# Fish habitat declining at Lake Sakakawea



## Bob Kellam (Apr 8, 2004)

*Fish habitat declining at Lake Sakakawea*

By KIM FUNDINGSLAND, Staff Writer [email protected]

RIVERDALE - The fleet of large boats that normally appears at this time of year on Lake Sakakawea in an annual search for salmon has yet to make an appearance. The lack of the downrigger-laden flotilla is another indicator of the declining health of the state's largest body of water.

While a few salmon seekers may yet attempt to catch their favored quarry, statistics emerging from beneath the water are not at all encouraging. Lake Sakakawea, the largest reservoir on the Missouri River system and dubbed the "walleye capital of the world," is in serious decline.

The number of northern pike and walleye entered into the North Dakota Game and Fish Department Whopper Club and Catch-and-Release programs has dwindled to single-digit numbers during the prime fishing months. In previous years the lists were often too long to publish. The 12-pound salmon that so excited fishermen a few years ago now struggles to weigh three pounds.

The Game and Fish Department has been warning for years that continued low water levels in Lake Sakakawea would eventually do serious damage to the once proud fishery. From all indicators, that day that fisheries biologists feared the most has arrived like a sudden storm on the water.

"It's no surprise. It doesn't happen overnight," stated Greg Power, fisheries division chief. "It's been coming on for years. This is exactly why we took the Corps of Engineers to task on the master manual in court. At that time Lake Sakakawea was still at or above 1,825 but we could see that our smelt numbers were starting to take a hit."

Smelt and chinook salmon were introduced to Lake Sakakawea in the early 1970s. Smelt are prolific spawners when the conditions are right and provided the forage base for the cold water dwelling salmon. It didn't take long for opportunistic walleye and northern pike to pattern the smelt, feasting on large schools of the six-inch fish. The growth rate of salmon, walleye and northern pike resulted in tremendous fishing opportunities throughout the reservoir. Now the eight- to 12-pound trophy walleye has been replaced by five-pound fish, and there are very few of them.

Stopping short of calling the declining fishery at its most critical stage in history, Game and Fish Director Terry Steinwand said the situation is comparable to a decline experienced in the early 1990s. Steinwand, the former fisheries division chief, has a working knowledge of the reservoir.

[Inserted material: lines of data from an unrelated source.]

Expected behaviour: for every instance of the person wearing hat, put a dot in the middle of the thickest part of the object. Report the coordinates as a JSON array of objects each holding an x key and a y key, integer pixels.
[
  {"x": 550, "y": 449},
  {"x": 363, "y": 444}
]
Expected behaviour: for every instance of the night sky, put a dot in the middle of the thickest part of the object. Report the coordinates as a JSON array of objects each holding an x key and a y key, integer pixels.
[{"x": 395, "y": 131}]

"We had some bizzare-looking fish at that time. All head and no body," recalled Steinwand. "But smelt wasn't the issue then. If we can just get the water level above 1,825, gee whiz, those fish will surprise you. We can get back in decent shape but the water needs to come up relatively soon."

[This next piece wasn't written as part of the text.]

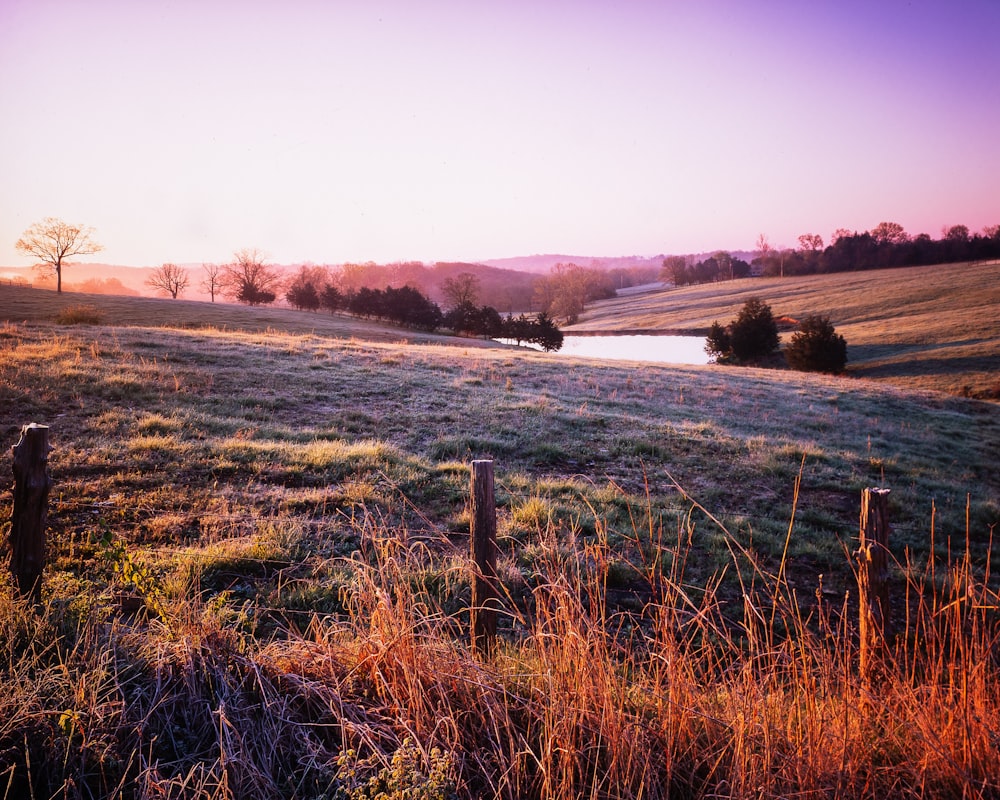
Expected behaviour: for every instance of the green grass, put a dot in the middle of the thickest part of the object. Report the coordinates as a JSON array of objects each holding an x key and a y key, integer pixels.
[{"x": 924, "y": 327}]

Lake Sakakawea is expected to end the month of July near the 1,817 mark and drop to 1,813 by the end of 2007. At its current level, Sakakawea is little more than a big bowl of mud. Northern pike and perch that need vegetation on which to hang their eggs have no choice but to wallow in the muck of a receding shoreline. Years of siltation flowing into the reservoir and wave action along exposed banks has buried nearly all the gravel and sand spawning areas essential to smelt and walleyes.

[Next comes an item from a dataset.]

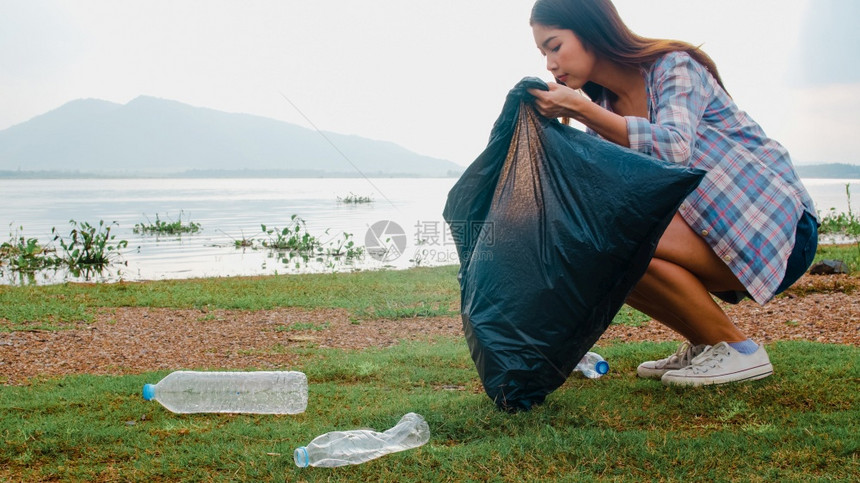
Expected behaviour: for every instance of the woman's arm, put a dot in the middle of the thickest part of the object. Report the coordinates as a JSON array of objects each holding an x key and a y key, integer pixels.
[
  {"x": 562, "y": 101},
  {"x": 681, "y": 92}
]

According to department surveys, the 2001 smelt population in Lake Sakakawea was close to 80 million. By fall 2006 that number had dropped to 8.8 million and most of those smelt were thought to be nearing the end of their life cycle.

On the heels of the high smelt population in 2001 came the best smelt spawning season in years on the reservoir. Larval testing in 2002 showed .229 young-of-the-year smelt per cubic meter. That number dropped to .003 in 2006 and, according to Dave Fryda, fisheries biologist stationed at Riverdale, it will shrink again after this year's data is analyzed.

"I've said a number of times in Corps meetings that we've been able to sustain that fishery by hard work and the grace of God," said Steinwand. "The numbers are down and the size is down. The lack of forage really hurts us and that is directly a result of low water. Sakakawea is really an important resource biologically and economically to the state. It really grinds on you when you know this didn't have to happen."

Carey Geiser, owner of Six-Mile Bait Shop near Garrison, hears stories from fishermen every day about the lack of size of their catch. Like many other business interests along the lake, Geiser is worried about the future of the fishery.

"The fish are smaller. Definitely," said Geiser. "I've weighed in several that should have been eight or nine pounds and they barely made six. Even the small fish are skinny."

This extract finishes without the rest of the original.